Transcriptomic profiling
When the two extreme groups of T1 were analysed, significant differences (P < 0.05) were found for PCNA and ALPI through the intestinal tract. For both genes, constitutive expression at AI was significantly higher than at PI in T1-D1 and T1-D4 fish. However, a significant diet effect was only detected at AI, where a down-regulation of PCNA in fish fed the highest butyrate dose (T1-D4) was found (Table 3).
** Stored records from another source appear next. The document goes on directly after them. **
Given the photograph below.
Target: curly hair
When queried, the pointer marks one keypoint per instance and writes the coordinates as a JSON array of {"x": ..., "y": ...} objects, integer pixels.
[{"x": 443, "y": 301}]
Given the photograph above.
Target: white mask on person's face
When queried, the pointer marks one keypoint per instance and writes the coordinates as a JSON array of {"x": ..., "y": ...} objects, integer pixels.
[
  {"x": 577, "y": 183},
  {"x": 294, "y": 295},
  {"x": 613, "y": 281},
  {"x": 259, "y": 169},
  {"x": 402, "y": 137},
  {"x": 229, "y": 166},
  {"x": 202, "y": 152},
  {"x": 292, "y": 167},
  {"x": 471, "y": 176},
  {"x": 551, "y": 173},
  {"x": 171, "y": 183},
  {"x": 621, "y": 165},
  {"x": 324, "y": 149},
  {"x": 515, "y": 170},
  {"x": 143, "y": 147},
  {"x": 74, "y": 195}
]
Table 3. Gene expression of the anterior and posterior intestine segments in gilthead sea bream fed the control diet (T1-D1) and the 0.8% sodium butyrate (BP-70 ®Norel) supplemented diet (T1-D4).
Values are the mean ± SEM (n = 8). Different superscript letters in the same row indicate significant differences (P < 0.05; Student-Newman-Keuls).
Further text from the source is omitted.